Mehboob cited the Election Commission of India as an example in support of his contention. “Never do we get to see former judges calling the shots at the election commission in India. It’s simply so because that’s not their job. The people from the Indian civil services head the Indian election commission and they perform their duties pretty effectively,” the electoral expert referred to the customary practice of appointing former bureaucrats as CECs in India.

“Heading the election commission is more of an administrative job and the bureaucrats are in better position to do so.”

Ahmed Bilal Mehboob agreed to the observation that choosing the new CEC was an extensively time-consuming process. “That’s not going to be easy. Particularly, when you have to pick out of a limitedly available lot of former Supreme Court judges,” he told The Nation.

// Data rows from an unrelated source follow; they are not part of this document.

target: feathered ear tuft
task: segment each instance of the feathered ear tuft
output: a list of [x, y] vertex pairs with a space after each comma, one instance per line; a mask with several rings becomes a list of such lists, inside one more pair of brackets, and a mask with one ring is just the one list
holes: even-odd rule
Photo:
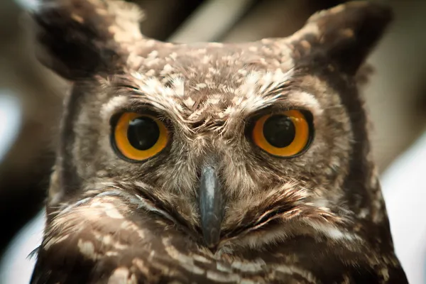
[[42, 0], [33, 18], [40, 61], [71, 80], [119, 67], [136, 42], [142, 13], [116, 0]]
[[347, 2], [314, 14], [289, 40], [296, 58], [325, 56], [340, 71], [354, 75], [393, 18], [386, 5]]

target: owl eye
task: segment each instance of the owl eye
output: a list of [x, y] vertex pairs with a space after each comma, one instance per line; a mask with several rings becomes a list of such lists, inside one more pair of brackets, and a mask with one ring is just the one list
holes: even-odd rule
[[113, 133], [114, 148], [125, 158], [136, 161], [153, 157], [165, 148], [168, 140], [163, 121], [134, 112], [121, 114]]
[[266, 114], [256, 121], [251, 138], [257, 146], [271, 155], [292, 157], [307, 148], [312, 140], [310, 124], [298, 110]]

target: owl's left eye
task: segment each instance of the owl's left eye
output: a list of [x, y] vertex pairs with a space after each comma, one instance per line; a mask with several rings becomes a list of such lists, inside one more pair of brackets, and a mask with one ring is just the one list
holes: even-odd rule
[[309, 146], [313, 129], [308, 114], [293, 109], [258, 118], [251, 131], [253, 143], [264, 151], [290, 158]]
[[134, 112], [121, 114], [113, 133], [114, 148], [126, 158], [136, 161], [157, 155], [168, 140], [168, 129], [158, 118]]

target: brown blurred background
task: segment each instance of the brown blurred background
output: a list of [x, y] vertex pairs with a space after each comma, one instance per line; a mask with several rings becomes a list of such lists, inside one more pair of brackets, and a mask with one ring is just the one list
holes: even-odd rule
[[[178, 42], [258, 40], [291, 34], [332, 0], [140, 0], [150, 37]], [[0, 251], [43, 206], [54, 159], [67, 84], [33, 56], [23, 10], [35, 0], [0, 0]], [[426, 1], [388, 1], [396, 18], [371, 56], [376, 72], [366, 89], [381, 170], [426, 126]], [[8, 97], [9, 96], [9, 97]], [[2, 98], [17, 99], [16, 109]], [[14, 121], [8, 111], [18, 114]], [[3, 111], [3, 112], [2, 112]], [[14, 126], [13, 122], [18, 122]], [[13, 133], [16, 133], [13, 138]], [[1, 150], [4, 148], [4, 153]], [[1, 254], [0, 254], [1, 255]]]

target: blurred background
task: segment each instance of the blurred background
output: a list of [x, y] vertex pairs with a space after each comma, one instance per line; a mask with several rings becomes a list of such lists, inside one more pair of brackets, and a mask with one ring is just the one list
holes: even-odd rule
[[[175, 42], [284, 37], [316, 11], [344, 2], [134, 1], [146, 11], [144, 34]], [[426, 185], [421, 180], [426, 173], [426, 1], [388, 2], [396, 18], [368, 60], [376, 70], [365, 97], [397, 253], [410, 283], [426, 283]], [[68, 87], [33, 58], [23, 11], [36, 4], [36, 0], [0, 0], [0, 256], [6, 252], [10, 256], [12, 251], [6, 251], [7, 246], [16, 241], [18, 231], [43, 206], [62, 97]], [[34, 236], [40, 239], [43, 215], [38, 216]], [[28, 249], [24, 253], [29, 253]], [[12, 283], [5, 282], [1, 273], [4, 271], [0, 271], [0, 283]]]

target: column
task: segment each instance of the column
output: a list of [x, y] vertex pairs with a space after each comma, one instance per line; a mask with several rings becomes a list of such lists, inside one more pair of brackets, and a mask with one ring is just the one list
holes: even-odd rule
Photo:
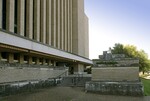
[[40, 0], [34, 0], [34, 39], [40, 41]]
[[42, 65], [45, 65], [46, 60], [43, 58]]
[[70, 0], [70, 11], [69, 11], [69, 16], [70, 16], [70, 52], [72, 53], [72, 0]]
[[70, 52], [70, 4], [69, 4], [70, 0], [67, 0], [67, 51]]
[[14, 62], [14, 54], [8, 53], [8, 63], [13, 63], [13, 62]]
[[51, 60], [48, 61], [48, 65], [49, 65], [49, 66], [52, 66]]
[[6, 1], [6, 30], [14, 32], [14, 0]]
[[26, 0], [26, 36], [33, 38], [33, 0]]
[[39, 64], [40, 64], [40, 59], [39, 59], [39, 58], [36, 58], [35, 64], [36, 64], [36, 65], [39, 65]]
[[23, 63], [24, 63], [24, 55], [23, 55], [23, 54], [20, 54], [20, 55], [19, 55], [19, 63], [20, 63], [20, 64], [23, 64]]
[[0, 0], [0, 28], [2, 28], [2, 0]]
[[56, 47], [56, 0], [52, 0], [52, 16], [51, 16], [51, 21], [52, 21], [52, 46]]
[[41, 0], [41, 36], [40, 41], [46, 43], [46, 0]]
[[2, 60], [2, 53], [0, 52], [0, 61]]
[[47, 0], [46, 4], [46, 43], [51, 45], [51, 0]]
[[56, 3], [56, 43], [57, 48], [60, 49], [60, 0], [57, 0]]
[[17, 0], [17, 2], [18, 2], [17, 33], [24, 36], [25, 0]]
[[54, 64], [53, 64], [53, 66], [54, 66], [54, 67], [56, 67], [56, 61], [54, 61]]
[[64, 0], [64, 50], [67, 51], [67, 1]]
[[64, 9], [63, 9], [63, 1], [60, 1], [60, 40], [61, 40], [61, 49], [64, 50]]

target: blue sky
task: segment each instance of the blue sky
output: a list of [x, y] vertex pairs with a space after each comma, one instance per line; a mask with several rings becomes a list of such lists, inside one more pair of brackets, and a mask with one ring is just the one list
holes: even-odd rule
[[90, 59], [115, 43], [143, 49], [150, 58], [150, 0], [84, 0]]

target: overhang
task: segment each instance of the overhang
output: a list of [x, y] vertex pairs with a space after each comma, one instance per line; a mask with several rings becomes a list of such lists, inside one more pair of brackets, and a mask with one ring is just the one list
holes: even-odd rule
[[0, 29], [0, 43], [14, 47], [19, 47], [21, 49], [27, 49], [29, 51], [36, 51], [49, 54], [72, 61], [78, 61], [89, 65], [93, 64], [92, 61], [88, 58], [84, 58], [82, 56], [72, 54], [1, 29]]

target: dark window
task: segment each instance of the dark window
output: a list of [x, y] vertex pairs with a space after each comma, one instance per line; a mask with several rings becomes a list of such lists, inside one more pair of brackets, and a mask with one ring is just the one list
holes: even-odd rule
[[24, 56], [24, 61], [28, 61], [28, 56], [27, 55]]
[[33, 39], [35, 39], [35, 37], [34, 37], [34, 17], [35, 17], [35, 16], [34, 16], [34, 9], [35, 9], [35, 2], [36, 2], [36, 1], [33, 0], [33, 36], [32, 36]]
[[18, 53], [14, 53], [14, 60], [19, 60], [19, 54]]
[[33, 62], [36, 62], [36, 57], [32, 57], [32, 61], [33, 61]]
[[18, 8], [18, 0], [15, 0], [14, 33], [17, 33], [17, 14], [18, 14], [17, 8]]
[[2, 0], [2, 29], [6, 30], [6, 0]]
[[25, 12], [24, 12], [24, 36], [26, 37], [26, 16], [27, 16], [27, 0], [25, 0]]
[[8, 55], [7, 55], [7, 52], [2, 52], [1, 55], [2, 55], [2, 58], [3, 58], [3, 59], [7, 59], [7, 56], [8, 56]]

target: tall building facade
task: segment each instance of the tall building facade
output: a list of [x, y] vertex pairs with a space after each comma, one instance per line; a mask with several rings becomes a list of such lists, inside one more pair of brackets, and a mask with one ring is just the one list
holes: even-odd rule
[[89, 60], [84, 0], [0, 0], [0, 61], [69, 66]]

The law, Mehboob pointed, allowed an acting CEC to continue till the regular CEC appointment. “The acting CEC can continue for indefinite period provided that the government and opposition fail to select a permanent CEC whereas a permanent one has to be in the office for five years. That’s probably why the acting CECs have spent more time in the office than the regular ones in Pakistan’s history.”

To respond to this situation, a constitutional amendment is necessary by means of creating more options for selecting the CEC, the president PILDAT recommended. “The options need to be broadened. The politicians should be having more choices to choose a CEC instead of relying on a handful of former SC judges. This way consensus on any candidate could be reached fast.”

Article 213 (2) of the Constitution of Pakistan provides, no person shall be appointed to be commissioner (CEC) unless he is, or has been, a judge of the Supreme Court or is, or has been, a judge of a high court and is qualified under paragraph (a) of clause (2) of Article 177 to be appointed a judge of the Supreme Court. The Article 177(2)(a) reads: “A person shall not be appointed a judge of the Supreme Court unless he is a citizen of Pakistan, and, has, for a period of, or for periods aggregating, not less than five years been a judge of a high court.”

Former secretary ECP Kanwar Dilshad said the absence of constitutionally prescribed timeframe for choosing the CEC was a major hurdle in the quick completion of this process. “This allows the politicians to keep the matter lingering in case they don’t arrive at a consensus because constitution is simply silent on providing any time period to chose a CEC within.”

Dilshad seconded Mehboob’s views on amending the constitution to allow the non-judges’ elevation at ECPs’ constitutional slots, the CEC and members. “The existing constitutional provisions really narrow down the options to get the most suitable candidates for the ECP, which often ends up in deadlock (between government and opposition). The constitutional provisions should not be restricted to declaring the former SC judges eligible for the CEC-ship or ECP memberships. The technocrats, electoral and constitutional experts and former bureaucrats should be given equal opportunity to present their services for heading the ECP.”

The prime minister shall, in consultation with the leader of the opposition in the National Assembly, forward three names for appointment of the commissioner (CEC) to a parliamentary committee for hearing and confirmation of any one person, the Sections 2A and 2B of Article 213 respectively read.  (2B) The parliamentary committee to be constituted by the speaker shall comprise of fifty per cent members from the treasury benches and fifty per cent from the opposition parties, based on their strength in Majlis-e-Shoora (Parliament), to be nominated by the respective parliamentary leaders:

Provided that in case there is no consensus between the prime minister and the leader of the opposition, each shall forward separate lists to the parliamentary committee for consideration, which may confirm any one name:

Provided further that the total strength of the parliamentary committee shall be twelve members out of which one-third shall be from the Senate.

Provided also that when the National Assembly is dissolved and a vacancy occurs in the office of the chief election commissioner, (the total membership of the parliamentary committee shall consist of) the members from the Senate only and the foregoing provisions of this clause shall, apply.